ATF Ruling 2010-4 - Certain AR/M-16-style Air Guns Classified as Firearms
This is an ATF ruling that was briefly posted, then taken down--but not before Google made the copy I've linked here. Apparently the ruling has been rescinded.
At first glance, the story seems pretty silly, even considering that they changed their mind-High-end Airsoft replicas counted as guns, because they could theoretically be converted. Although the replicas in question aren't the chintzy plastic things you see in Walmart, they are still essentially toys--More plastic, and the metal parts are mostly a zinc alloy similar to what is used in Hot Wheels or Matchbox toy cars.
It gets more complicated than that.The ATF distinguishes between 'gun parts' and 'The Gun'. Parts are mostly unregulated, but a bare frame or receiver with none of the parts needed to make it fire is considered The Gun, subject to the same regulations as a fully-functioning firearm. Like a number of rifles, the AR-15/M16 has a 2 piece receiver, with an upper and lower. In most 2 piece designs, the ATF says that the upper is The Gun. The AR was in use before serial numbers were required on The Gun, and Colt was putting the serial number on the lower. Apparently rather than make Colt move the serial number, the ATF simply declared the lower as The Gun on AR-type rifles, despite the inconsistency with other types. Had the ATF been consistent rather than expedient, convertibility of Airsofts would not be an issue--while there are similarities between the toy and real lowers, the uppers would be nothing alike.
The toy lowers did not work with a real upper out of the box, the ATF had to modify them. This is another issue. With enough work, it is possible to make an AK-47 receiver (The Gun) from stamped sheet metal, a zip gun from an old-style car antenna, or even a handgun from a billet of steel. These things obviously start out as 'not guns', and at some point turn into guns. The standard is typically 80% complete before they are officially a gun--although I don't know how you measure 80%.
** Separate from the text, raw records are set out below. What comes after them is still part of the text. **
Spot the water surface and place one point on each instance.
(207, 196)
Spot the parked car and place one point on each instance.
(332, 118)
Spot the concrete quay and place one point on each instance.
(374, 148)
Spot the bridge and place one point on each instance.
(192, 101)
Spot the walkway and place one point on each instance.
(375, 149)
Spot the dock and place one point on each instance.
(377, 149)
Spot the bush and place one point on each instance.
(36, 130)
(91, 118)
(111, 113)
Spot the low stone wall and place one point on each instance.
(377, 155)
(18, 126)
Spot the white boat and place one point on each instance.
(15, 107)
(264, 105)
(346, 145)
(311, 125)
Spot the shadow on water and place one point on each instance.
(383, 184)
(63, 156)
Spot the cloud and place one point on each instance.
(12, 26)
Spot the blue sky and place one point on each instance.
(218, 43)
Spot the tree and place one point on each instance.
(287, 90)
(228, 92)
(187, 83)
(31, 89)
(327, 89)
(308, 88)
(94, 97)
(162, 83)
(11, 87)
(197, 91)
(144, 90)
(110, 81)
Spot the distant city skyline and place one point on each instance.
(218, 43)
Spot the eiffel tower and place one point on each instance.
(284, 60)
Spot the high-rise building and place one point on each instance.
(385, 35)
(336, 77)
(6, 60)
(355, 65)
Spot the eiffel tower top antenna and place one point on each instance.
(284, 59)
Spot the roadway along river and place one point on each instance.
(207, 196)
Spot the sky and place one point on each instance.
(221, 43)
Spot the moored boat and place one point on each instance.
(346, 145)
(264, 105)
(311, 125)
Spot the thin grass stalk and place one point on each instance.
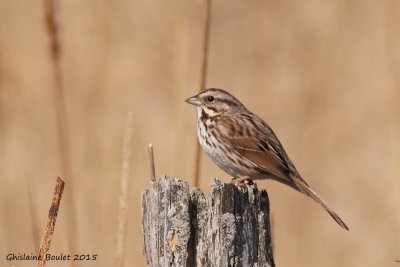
(203, 79)
(33, 213)
(51, 222)
(119, 254)
(50, 15)
(151, 163)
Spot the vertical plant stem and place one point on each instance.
(51, 222)
(50, 15)
(119, 255)
(203, 79)
(151, 162)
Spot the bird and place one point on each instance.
(245, 146)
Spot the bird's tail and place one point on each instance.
(305, 189)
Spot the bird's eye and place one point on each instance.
(210, 99)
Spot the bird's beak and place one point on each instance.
(194, 100)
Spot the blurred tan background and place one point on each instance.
(324, 74)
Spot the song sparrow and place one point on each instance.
(244, 146)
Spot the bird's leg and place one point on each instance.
(240, 180)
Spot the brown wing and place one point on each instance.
(257, 144)
(251, 149)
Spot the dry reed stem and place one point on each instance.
(50, 15)
(203, 78)
(151, 162)
(51, 222)
(33, 213)
(119, 255)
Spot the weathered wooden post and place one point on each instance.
(182, 227)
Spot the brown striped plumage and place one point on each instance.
(242, 144)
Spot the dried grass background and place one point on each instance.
(324, 74)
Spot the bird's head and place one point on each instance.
(215, 102)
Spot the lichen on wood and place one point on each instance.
(182, 227)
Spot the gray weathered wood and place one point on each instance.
(182, 227)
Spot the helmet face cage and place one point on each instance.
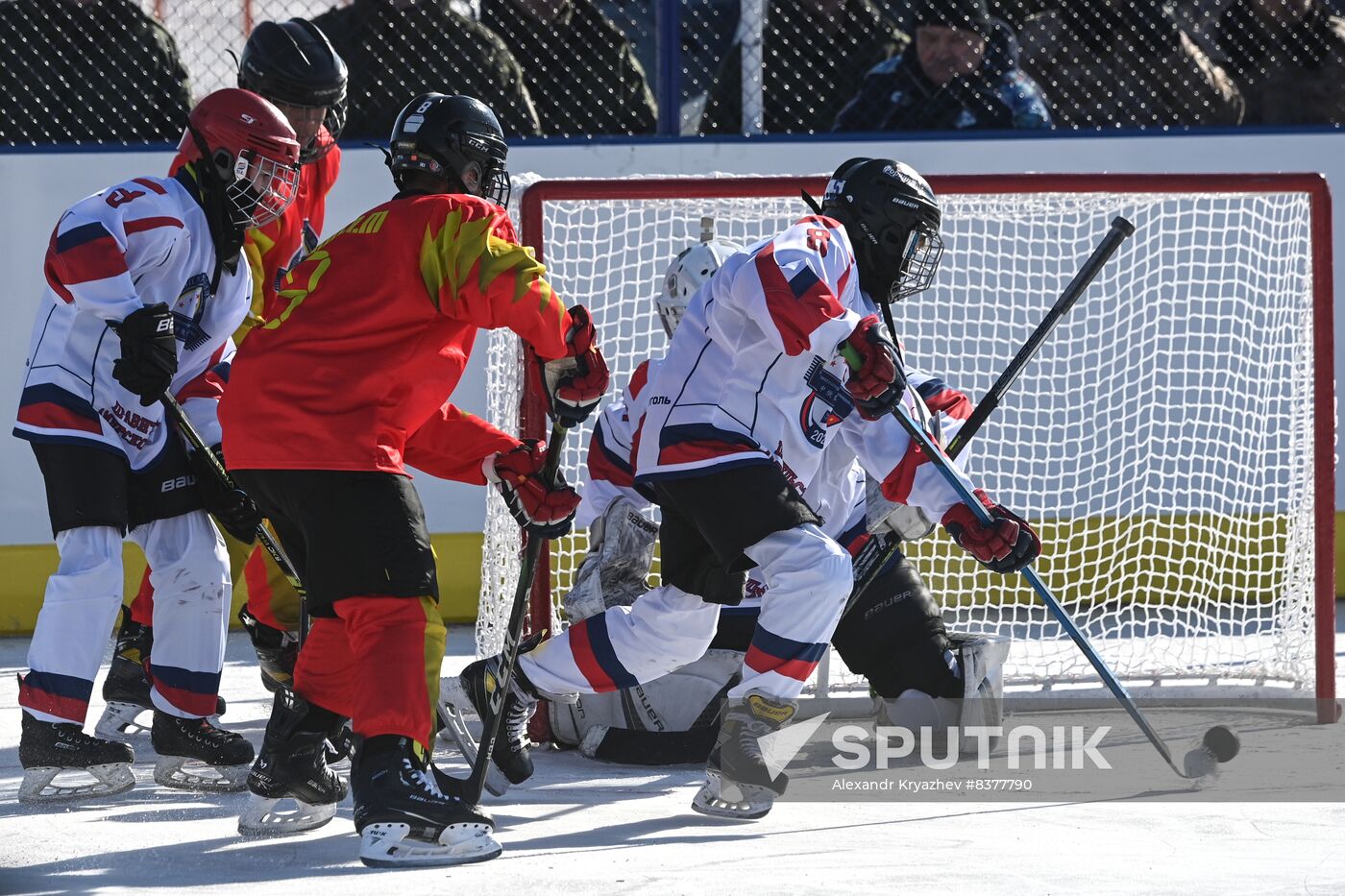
(918, 262)
(261, 188)
(690, 271)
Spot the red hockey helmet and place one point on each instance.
(255, 154)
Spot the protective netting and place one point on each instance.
(127, 70)
(1161, 442)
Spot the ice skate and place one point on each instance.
(405, 819)
(292, 788)
(276, 651)
(127, 687)
(47, 750)
(470, 691)
(188, 747)
(739, 785)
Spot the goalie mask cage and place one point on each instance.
(1173, 442)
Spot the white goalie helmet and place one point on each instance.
(689, 271)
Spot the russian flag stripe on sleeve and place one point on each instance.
(797, 305)
(86, 254)
(50, 406)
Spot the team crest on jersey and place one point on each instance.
(188, 311)
(824, 406)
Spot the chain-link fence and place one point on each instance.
(127, 70)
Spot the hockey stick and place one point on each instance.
(513, 635)
(941, 460)
(272, 546)
(1118, 233)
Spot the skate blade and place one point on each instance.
(172, 771)
(262, 818)
(118, 722)
(110, 781)
(451, 697)
(390, 845)
(740, 802)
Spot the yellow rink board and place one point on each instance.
(26, 569)
(1199, 557)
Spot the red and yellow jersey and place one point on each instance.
(372, 335)
(275, 249)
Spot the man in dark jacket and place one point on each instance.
(962, 73)
(399, 49)
(87, 71)
(580, 69)
(814, 56)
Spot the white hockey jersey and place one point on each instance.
(753, 375)
(132, 245)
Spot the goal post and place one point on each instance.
(1173, 442)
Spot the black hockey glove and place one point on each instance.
(148, 352)
(234, 510)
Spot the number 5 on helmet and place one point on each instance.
(575, 383)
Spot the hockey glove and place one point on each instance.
(234, 510)
(148, 352)
(575, 382)
(544, 512)
(1005, 546)
(876, 378)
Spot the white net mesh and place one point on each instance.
(1161, 442)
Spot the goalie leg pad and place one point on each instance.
(614, 570)
(894, 637)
So, did the ATF have to do more than 20% of the work to make these toy guns fire real ammo?
Another interesting question--what if the toy lower won't fit any current upper without modification, but someone builds an upper that does work? Would the lower still be considered The Gun, or in this case would the ATF consider that upper to fall under the 'non-AR' rules, and consider it The Gun?
Or should this be considered in the same way as cap and Ball pistols? They are loaded similarly to muzzle loaders and are not considered firearms. The cylinder to convert to modern ammo is merely a gun part, and is also not regulated--but once assembled, it is now legally a gun.